The Cape May, like the bay-breasted, is a spruce budworm specialist , following outbreaks around from year to year....

[Linked Image from live.staticflickr.com]

And I wish the black-throated blues came through here, I associate them with the woods in the Adirondack Mountains and Vermont...

[Linked Image from live.staticflickr.com]

That Blackpoll you took a photo of is a survivor of an incredible journey....

[Linked Image from live.staticflickr.com]

The whole population moves east in late summer to congregate on the New England Coast where IIRC they fatten up on bayberries (or myrtle? I forget). Then in September huge flocks lift off in the evenings and fly SOUTHEAST out over the Atlantic IIRC above 10,000 feet.
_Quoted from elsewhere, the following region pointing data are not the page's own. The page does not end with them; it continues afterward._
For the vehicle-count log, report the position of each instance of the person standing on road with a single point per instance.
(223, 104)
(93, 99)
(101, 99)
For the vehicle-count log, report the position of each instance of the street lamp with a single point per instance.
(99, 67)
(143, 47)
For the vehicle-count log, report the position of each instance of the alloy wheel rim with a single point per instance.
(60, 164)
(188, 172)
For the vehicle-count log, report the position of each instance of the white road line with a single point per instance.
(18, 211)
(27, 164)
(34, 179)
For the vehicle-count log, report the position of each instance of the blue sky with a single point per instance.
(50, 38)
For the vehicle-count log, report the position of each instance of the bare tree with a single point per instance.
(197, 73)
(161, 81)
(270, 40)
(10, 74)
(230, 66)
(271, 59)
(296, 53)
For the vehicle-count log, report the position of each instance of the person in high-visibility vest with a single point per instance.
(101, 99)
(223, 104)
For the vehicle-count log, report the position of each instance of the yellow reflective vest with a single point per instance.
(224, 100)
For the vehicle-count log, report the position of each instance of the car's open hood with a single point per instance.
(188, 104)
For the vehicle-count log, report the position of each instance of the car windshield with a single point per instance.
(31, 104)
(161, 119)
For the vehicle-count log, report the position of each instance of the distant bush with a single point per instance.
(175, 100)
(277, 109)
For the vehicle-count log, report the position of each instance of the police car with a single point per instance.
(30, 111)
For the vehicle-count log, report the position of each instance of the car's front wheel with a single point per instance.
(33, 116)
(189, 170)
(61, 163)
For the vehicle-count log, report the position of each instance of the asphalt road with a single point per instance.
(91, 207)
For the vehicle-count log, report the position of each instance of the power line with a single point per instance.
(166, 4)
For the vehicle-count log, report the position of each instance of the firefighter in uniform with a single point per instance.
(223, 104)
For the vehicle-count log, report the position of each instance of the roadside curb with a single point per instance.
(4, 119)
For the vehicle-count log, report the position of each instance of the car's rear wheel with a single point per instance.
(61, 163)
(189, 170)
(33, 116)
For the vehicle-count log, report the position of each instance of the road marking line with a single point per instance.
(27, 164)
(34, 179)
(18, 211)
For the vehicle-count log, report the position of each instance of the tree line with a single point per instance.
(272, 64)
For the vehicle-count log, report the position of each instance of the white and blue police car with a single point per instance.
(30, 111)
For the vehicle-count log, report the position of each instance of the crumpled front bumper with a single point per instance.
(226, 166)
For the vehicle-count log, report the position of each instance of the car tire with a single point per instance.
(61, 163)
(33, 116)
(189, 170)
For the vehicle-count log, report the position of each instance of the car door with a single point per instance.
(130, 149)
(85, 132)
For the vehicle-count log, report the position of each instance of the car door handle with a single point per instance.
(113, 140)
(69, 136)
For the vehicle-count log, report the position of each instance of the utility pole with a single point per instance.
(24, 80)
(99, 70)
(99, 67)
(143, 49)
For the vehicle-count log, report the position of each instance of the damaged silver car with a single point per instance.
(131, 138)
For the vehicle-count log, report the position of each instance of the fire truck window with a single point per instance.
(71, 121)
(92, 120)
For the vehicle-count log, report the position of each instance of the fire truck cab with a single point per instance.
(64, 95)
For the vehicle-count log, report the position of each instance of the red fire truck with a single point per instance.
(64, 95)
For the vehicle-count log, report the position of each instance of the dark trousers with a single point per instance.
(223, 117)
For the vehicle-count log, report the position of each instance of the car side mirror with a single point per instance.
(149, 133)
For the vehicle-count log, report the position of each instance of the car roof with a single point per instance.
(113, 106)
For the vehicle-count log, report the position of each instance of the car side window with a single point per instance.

200 - 300 miles out they pick up prevailing high altitude southwest winds and ride them all the way to the coast of Brazil, four days in the air non-stop, one of those things you wouldn't believe if it weren't true. I believe Connecticut Warblers follow a similar path, and have a similarly streamlined look, tho there aren't nearly as many as them.

A book to read if you haven't already, "Living on the Wind: Across the Hemisphere with Migratory Birds." by Scott Weidensaul

https://www.amazon.com/Living-Wind-Across-Hemisphere-Migratory/dp/0865475911

A series of very well written essays about bird migration, for example, they can fly 125 miles per gram of fat, fascinating trivia like that. Weidensaul also wrote a pretty good book about the Early Frontier: Columbus through the French and Indian War called "First Contact". So he's better at birds AND history than me.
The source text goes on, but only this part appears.